Но всё же помимо воли задремал.

… Он кричал во всю глотку, он бежал во всю прыть, а автобус всё быстрее и быстрее уезжал от него. Мальчишка бежал следом. Вопил. Молил подождать. Кричал, надрываясь, - и очнулся.

Подбородок Олежки  дёрнулся, с уголка рта стекала нитка слюны. Задремавший было, мальчишка увидел Шкуру. Она сидела на лавочке, рядом с ним, и наводила  кошачий марафет. «Заберу её с собой», - решил он, когда услышал шум машины.

«Надо маме позвонить или эсемеску послать, чтобы встретила. Не выйдет. Ах, чёртов старый телефон со слабой батареей… Или, в крайнем случае, у водителя помощи попрошу». Тарахтение усилилось. Шум колёс, прорезающих лужи и рокотание двигателя наполнили сердце мальчишки неописуемым счастьем. От облегчения ему захотелось буквально взлететь.

Олежка подхватил кошку и вышел из-под пластиковой будки, направляясь поближе к бордюру у проезжей части.

Фары приближающегося автобуса имели нездоровую желтизну. Но и этого света хватало, чтобы пробить тьму. Олежка крепче прижал кошку к груди, поправил лямку рюкзака - и бросился к автобусу, размахивая руками. Боялся: вдруг кошмар сбудется – водитель снова проедет мимо, не остановившись.

Маленький жёлтый автобус походил на заказной, в котором проезд гораздо дороже обычного, почти как в маршрутке. Сквозь цветастые шторки на окнах трудно было понять, есть ли кто-то внутри, но по контурам теней Олежка различил: автобус не пустой.

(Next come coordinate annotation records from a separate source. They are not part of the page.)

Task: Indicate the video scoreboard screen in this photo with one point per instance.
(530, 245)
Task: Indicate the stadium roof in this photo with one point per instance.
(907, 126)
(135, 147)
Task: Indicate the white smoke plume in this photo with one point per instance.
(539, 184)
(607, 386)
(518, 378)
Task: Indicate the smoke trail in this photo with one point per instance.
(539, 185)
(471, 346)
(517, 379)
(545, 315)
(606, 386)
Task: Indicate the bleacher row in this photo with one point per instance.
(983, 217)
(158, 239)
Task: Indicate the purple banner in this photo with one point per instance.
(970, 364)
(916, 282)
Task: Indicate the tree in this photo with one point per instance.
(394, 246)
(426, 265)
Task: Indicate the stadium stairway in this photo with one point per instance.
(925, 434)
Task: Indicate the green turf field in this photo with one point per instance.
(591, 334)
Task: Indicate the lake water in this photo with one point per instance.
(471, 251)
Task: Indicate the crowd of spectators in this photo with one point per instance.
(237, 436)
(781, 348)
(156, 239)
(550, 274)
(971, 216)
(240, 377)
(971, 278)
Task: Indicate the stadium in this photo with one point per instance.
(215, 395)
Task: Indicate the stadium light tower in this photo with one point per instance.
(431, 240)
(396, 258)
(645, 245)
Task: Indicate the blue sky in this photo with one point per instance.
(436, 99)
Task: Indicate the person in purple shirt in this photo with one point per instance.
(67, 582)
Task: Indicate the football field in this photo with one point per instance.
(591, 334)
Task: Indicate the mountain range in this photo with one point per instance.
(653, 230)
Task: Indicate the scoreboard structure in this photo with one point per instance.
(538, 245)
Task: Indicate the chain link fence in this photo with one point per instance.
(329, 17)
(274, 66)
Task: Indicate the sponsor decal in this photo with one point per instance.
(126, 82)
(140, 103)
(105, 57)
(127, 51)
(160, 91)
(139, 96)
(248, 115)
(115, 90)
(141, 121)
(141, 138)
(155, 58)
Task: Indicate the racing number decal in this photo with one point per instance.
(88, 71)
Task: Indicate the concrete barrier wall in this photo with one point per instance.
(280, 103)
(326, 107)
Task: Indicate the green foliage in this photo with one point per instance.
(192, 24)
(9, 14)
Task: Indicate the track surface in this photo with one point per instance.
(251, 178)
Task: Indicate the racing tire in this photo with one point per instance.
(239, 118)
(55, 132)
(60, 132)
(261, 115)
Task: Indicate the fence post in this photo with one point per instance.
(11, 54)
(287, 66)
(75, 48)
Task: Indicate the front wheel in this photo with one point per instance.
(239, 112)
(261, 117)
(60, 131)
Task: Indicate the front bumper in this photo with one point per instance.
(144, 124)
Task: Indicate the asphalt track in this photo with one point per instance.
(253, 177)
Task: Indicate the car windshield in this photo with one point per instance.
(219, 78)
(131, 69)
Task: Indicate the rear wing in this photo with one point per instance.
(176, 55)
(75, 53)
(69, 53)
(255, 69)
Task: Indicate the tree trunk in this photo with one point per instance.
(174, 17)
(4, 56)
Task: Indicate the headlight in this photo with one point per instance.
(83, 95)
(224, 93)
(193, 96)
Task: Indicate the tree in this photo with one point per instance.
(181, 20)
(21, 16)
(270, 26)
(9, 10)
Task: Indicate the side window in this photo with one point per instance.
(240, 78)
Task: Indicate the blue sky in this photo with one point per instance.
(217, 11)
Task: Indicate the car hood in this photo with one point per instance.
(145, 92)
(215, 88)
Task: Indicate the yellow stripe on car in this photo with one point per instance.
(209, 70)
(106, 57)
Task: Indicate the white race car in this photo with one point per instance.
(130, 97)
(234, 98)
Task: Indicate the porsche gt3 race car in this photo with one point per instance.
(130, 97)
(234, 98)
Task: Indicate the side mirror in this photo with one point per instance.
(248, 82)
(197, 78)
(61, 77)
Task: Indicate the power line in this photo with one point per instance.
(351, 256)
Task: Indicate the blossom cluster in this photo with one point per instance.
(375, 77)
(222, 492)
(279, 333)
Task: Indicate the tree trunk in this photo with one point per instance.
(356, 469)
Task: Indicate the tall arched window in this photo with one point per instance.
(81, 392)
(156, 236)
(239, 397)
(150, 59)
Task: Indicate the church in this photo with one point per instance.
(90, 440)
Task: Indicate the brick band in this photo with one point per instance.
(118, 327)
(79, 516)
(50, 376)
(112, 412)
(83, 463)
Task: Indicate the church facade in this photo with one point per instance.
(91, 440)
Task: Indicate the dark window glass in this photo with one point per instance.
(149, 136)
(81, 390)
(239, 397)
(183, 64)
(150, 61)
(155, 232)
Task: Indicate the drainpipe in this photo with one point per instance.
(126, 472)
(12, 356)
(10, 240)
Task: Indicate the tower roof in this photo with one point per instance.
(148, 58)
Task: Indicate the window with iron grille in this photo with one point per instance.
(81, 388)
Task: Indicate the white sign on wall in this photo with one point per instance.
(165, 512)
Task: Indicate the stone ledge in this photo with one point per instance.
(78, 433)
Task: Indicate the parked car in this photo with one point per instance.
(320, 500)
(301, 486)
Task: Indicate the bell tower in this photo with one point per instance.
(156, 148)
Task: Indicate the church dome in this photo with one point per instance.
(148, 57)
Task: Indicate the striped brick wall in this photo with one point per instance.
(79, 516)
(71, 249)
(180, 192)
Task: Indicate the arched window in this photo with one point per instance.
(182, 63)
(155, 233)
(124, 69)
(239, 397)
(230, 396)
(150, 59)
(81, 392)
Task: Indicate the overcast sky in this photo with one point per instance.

Передняя дверь открылась. Он сделал шаг на ступеньку, схватившись за поручень. Водитель был в кепке и выглядел болезненно тощим, как жердь. Позади водителя, в первом ряду, всё двухместное кресло занимала толстая женщина в жилете кондуктора. Её лицо было скрыто вьющимися волосами цвета ржавчины, а полные руки держали на коленях сумку. Водитель что-то спросил. Что-то про маленьких мальчиков, в такое позднее время находящихся далеко от дома.

Кошка фыркнула, принюхалась и, зашипев, стремительно попыталась вырваться из рук Олежки. Дверь резко захлопнулась. Олежка закричал. Рука кондукторши буквально выстрелила вперед, удлиняясь на глазах, как пожарный шланг, наполненный водой. Синюшные пальцы схватили кошку за голову, сжали её до хруста и потащили прямиком в пасть, из которой навстречу выстрелили мокрые жгутики.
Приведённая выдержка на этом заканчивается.